By Jacob Sahms

In My Brother’s Keeper, Army sergeant Travis Fox (TC Stallings) returns home from his sixth deployment after his best friend, Ron “Preach” Pearcy (Joey Lawrence) and his entire Ranger platoon are killed in an explosion. Working to settle his deceased parents’ affairs, his battle with PTSD (post traumatic stress disorder) rises up to confront him at home, before he seeks support from a church counselor (Keshia Knight-Pulliam), who helps him rediscover his faith. While the film, out in January 2021, is fictional, it has its roots in the childhood and twenty-four years of service of screenwriter Ty Manns, who understands all too well what PTSD can do to a person and their family. This is part one of our two-part conversation with Manns.

Manns grew up in the 1960s and 1970s in coal mining country in West Virginia. As a child, he says that he didn’t have much to look forward to even though his childhood was filled by his loving parents, friend, and a close-knit neighborhood. Even then, he was dreaming about getting away and what stories he would tell to do so, years before he joined the Army.

“Dirt roads and outhouses were part of everyday living. I always had these creative desires, this creative nature about me. My favorite comic book was Conan the Barbarian comic books. My dad would buy them for me all the time, and I would bubble out those stories on my own sheets of paper,” he remembers. “The military was my escape from small-town West Virginia. Every young adult I grew up with back in the day went into one of the four branches, to get out of that small environment.”

Intent on spending four years in the military to get out of West Virginia and make enough money to go to college, Manns enlisted. But then one day he woke up and realized how much he loved serving his country, and being in the Army, so he transitioned from enlisted to officer by way of two years of college. He says he wanted the hardest job in the world – leading infantry soldiers as an officer – even while he was business communication, putting his love for film and creative writing on the back burner. When it came time to transition from the Army to filmmaking twenty-four years later, he says it was easy, because he’d just been postponing that opportunity, and had never really stopped learning how to write or how to be a filmmaker, soaking up every lesson he could along the way.

Still, the story Manns has to tell in My Brother’s Keeper faithfully combines three of his loves: the Army, storytelling, and God. Committed to telling people how much God loves them, the screenwriter sees film as the way he can best do that now, even as he watches what happens to minority communities, women, and people in the military today. “It’s frustrating at times, but more than anything it’s painful because it leads me back to the men and women who served under me who aren’t with us today. They gave their lives in sacrifice on a mission or who came back and didn’t get the attention they needed, and committed suicide.”

Now, with two sons in the service, one a second lieutenant in the Marine Corps and one in Army ROTC aimed at being a second lieutenant next summer, Manns reflects on all of the opportunities that the military has to offer, and still sees the threat to his children as young black officers. Still, his film and his faith reflect this core belief – that we as a nation are better than we’re showing right now.

“I believe we’re a better nation of people – we will be better than what we are now. What we are now is my perception, I believe we will be a better nation than what we’re experiencing right now, in treatment of people, a leader who appears to speak out against our military,” Manns proposes. “I believe we’ll see a change in that rhetoric because I don’t believe that rhetoric is necessary. This thing about race, and the complexion of our skin, is ridiculous. When you serve in uniform, you gain a quick appreciation that it’s not the person’s complexion lined up next to you but their dignity and drive.”

“I’m thankful to God for every second of my time, for every second my boys will experience, that they’ll learn what we couldn’t teach them growing up in small town Alabama. They get to go off to different countries, meet other people from small towns and big cities, and see that the problem we have is evil rhetoric of hate, that people inside just want to get along with each other, to judge you on your merits, not what’s said about you.”

“We’re challenged in moments in time and we’re facing a challenge. I don’t give up hope.”

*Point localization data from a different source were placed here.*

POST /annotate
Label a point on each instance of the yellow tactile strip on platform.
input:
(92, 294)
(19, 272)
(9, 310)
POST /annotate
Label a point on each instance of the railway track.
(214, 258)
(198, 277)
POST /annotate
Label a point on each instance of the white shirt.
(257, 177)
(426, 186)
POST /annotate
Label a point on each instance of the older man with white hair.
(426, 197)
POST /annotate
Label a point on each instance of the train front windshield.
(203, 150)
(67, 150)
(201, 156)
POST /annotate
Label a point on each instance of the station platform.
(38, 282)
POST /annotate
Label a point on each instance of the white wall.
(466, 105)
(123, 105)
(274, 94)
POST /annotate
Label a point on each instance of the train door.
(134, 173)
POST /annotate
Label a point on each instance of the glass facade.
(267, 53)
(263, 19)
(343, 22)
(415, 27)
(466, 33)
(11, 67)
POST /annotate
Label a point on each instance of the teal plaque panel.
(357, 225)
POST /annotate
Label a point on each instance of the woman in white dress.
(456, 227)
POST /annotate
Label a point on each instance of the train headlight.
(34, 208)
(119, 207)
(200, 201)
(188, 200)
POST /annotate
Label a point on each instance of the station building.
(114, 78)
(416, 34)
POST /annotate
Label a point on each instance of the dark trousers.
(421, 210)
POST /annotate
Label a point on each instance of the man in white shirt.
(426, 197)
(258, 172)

The screenwriter doesn’t suffer from PTSD but he does suffer. As a disabled vet, Manns says that the majority of his disability is mental illness based on pain connected to the seven broken bones, and five surgeries, he’s undergone. Now, he’s supposed to take forty-two (42!) pills a day to manage his pain, but he can’t if he wants to communicate coherently through interviews like this one. And yet, he sees himself as blessed, with a story to tell.

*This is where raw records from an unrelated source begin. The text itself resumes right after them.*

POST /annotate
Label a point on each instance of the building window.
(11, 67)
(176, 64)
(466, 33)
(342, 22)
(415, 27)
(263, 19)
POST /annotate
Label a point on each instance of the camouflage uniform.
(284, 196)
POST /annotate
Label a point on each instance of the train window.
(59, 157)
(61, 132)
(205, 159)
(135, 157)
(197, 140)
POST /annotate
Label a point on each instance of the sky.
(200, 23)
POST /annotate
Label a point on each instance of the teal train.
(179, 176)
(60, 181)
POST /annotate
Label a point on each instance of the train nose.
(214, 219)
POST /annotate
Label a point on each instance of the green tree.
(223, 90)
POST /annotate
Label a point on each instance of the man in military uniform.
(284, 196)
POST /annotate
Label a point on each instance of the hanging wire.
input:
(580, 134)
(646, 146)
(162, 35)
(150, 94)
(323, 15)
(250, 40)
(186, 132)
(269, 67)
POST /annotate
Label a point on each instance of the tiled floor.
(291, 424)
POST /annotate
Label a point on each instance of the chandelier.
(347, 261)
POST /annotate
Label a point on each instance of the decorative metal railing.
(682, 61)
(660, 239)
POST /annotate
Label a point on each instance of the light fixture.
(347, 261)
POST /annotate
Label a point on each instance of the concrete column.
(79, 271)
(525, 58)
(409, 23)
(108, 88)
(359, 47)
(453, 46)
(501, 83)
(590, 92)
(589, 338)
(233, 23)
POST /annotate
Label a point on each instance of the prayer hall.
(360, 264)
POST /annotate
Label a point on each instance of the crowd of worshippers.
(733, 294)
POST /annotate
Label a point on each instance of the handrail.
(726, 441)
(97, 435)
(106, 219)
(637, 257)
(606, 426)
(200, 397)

“I’ve been blessed. I’ve witnessed PTSD through my father who was a Vietnam vet who has passed now. It drove him and my mother to a point, where after a massive outburst he held a knife to her head, and she was going to divorce him. My grandmother suggested they go to visit the pastor for counseling because they couldn’t afford any other counseling.”

The end result of the counseling was that Manns’ father became a pastor, and the family saw the change in him (and their family) as he grew deeper and deeper in his faith. Manns says that the church saved his family, and his dad’s life, as well as providing salvation from the “PTSD demon.” When Manns went to serve himself, he focused on being mentally prepared for what he would face, and while he doubts there’s medical evidence for that impact, he knows that watching his dad fight through it helped him be ready. And yet, the scars are remain, as Manns gets emotional talking about his fallen comrades.